Meral Abdelgawad

Al Gezira Cairo
- Position: Guard

Personal information
- Born: November 13, 1998 (age 26) Cairo, Egypt
- Listed height: 184 cm (6 ft 0 in)

= Meral Abdelgawad =

Egyptian basketball player

Meral Abdelgawad (born November 13, 1998) is an Egyptian basketball player who plays as Guard and hails from Cairo, Egypt. She has played for the national women's basketball team and Al Ahly SC. Abdelgawad pursued her college education at Western Kentucky University in the United States. She is 6 feet 0 inches tall.
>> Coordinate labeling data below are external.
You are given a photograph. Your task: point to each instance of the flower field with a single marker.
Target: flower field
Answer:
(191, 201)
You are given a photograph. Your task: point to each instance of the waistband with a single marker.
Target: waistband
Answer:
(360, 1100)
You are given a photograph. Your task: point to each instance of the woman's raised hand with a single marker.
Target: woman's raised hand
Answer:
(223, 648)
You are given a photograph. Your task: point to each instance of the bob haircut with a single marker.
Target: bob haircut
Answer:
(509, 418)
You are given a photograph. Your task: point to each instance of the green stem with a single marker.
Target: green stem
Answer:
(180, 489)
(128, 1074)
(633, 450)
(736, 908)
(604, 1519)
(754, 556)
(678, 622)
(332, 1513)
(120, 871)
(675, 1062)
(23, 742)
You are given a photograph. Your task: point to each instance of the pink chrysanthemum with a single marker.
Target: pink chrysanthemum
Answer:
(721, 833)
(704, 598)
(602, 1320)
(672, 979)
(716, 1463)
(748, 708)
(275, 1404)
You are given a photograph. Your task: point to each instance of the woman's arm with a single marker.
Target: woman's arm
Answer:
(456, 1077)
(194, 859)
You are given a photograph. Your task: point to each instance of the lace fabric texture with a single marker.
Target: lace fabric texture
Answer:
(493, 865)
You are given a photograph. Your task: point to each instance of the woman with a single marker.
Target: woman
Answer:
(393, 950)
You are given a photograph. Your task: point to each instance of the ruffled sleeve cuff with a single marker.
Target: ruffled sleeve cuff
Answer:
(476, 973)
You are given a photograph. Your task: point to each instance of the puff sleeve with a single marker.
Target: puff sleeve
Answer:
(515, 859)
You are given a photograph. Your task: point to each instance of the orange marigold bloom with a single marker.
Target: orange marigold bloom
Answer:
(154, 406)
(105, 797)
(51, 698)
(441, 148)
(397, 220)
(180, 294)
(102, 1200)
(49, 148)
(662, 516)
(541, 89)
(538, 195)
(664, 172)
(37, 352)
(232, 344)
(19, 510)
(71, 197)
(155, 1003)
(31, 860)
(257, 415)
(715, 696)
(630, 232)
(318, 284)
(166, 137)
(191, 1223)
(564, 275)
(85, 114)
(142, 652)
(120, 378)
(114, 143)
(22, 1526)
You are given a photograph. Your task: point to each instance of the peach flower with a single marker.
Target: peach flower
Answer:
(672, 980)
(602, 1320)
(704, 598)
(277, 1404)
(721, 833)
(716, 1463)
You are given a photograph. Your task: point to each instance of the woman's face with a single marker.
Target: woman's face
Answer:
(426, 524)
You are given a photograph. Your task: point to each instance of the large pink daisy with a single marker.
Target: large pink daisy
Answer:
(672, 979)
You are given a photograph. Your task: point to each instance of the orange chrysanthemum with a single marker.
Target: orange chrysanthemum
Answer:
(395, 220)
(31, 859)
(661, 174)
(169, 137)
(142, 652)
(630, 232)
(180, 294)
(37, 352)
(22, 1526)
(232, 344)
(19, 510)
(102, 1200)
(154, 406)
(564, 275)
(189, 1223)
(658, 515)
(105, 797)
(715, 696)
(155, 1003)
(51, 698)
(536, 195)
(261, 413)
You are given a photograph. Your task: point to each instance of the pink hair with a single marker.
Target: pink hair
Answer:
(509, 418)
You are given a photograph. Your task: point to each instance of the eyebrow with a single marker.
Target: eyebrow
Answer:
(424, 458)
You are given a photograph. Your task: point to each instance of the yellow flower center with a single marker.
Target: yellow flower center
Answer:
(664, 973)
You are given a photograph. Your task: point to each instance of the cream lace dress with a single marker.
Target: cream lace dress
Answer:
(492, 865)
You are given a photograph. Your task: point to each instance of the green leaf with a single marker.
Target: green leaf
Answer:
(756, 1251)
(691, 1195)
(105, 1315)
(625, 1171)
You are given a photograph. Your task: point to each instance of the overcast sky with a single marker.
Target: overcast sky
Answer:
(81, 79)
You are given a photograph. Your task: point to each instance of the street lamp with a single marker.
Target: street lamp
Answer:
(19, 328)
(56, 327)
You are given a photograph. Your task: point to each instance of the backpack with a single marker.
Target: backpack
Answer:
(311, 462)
== International career ==

=== Youth career ===
Youth career in the national team:

- In the 2017 FIBA U19 Women's Basketball World Cup, she played 7 games, averaging 17.4 points, 4.7 rebounds, 5.1 assists, and an efficiency rating of 15.1.
- During the 2016 Afrobasket U18 Women, she participated in 6 games, averaging 14 points, 3.2 rebounds, 2.8 assists, and an efficiency rating of 8.3.
- Overall, her total averages for the national team youth level are 15.1 points, 3.7 rebounds, 3.6 assists, and an efficiency rating of 10.6.

=== National team ===
Highlights of her senior career in the national team:

- In the 2023 FIBA Women's AfroBasket, she participated in 3 games, averaging 14 points, 3.3 rebounds, 4.3 assists, and an efficiency rating of 14.7.
- During the 2023 FIBA Women's AfroBasket qualifiers, she played 4 games, averaging 9 points, 5 rebounds, 2.5 assists, and an efficiency rating of 9.8.
- At the 2021 FIBA Women's Afrobasket – Qualifiers – Zone 5, she competed in 5 games, averaging 15 points, 3.4 rebounds, 5.8 assists, and an efficiency rating of 17.2.
- In the 2019 FIBA Women's Afrobasket, she played 6 games, averaging 6.5 points, 1.7 rebounds, 0.7 assists, and an efficiency rating of 2.5.
- During the 2019 FIBA Women's Afrobasket qualifiers, she participated in 5 games, averaging 9 points, 4 rebounds, 2.4 assists, and an efficiency rating of 10.4.
- In the 2017 FIBA Women's Afrobasket, she played 8 games, averaging 11.1 points, 3 rebounds, 2.5 assists, and an efficiency rating of 8.
- Overall, her total averages for the national team senior level are 10.8 points, 3.4 rebounds, 3 assists, and an efficiency rating of 10.4.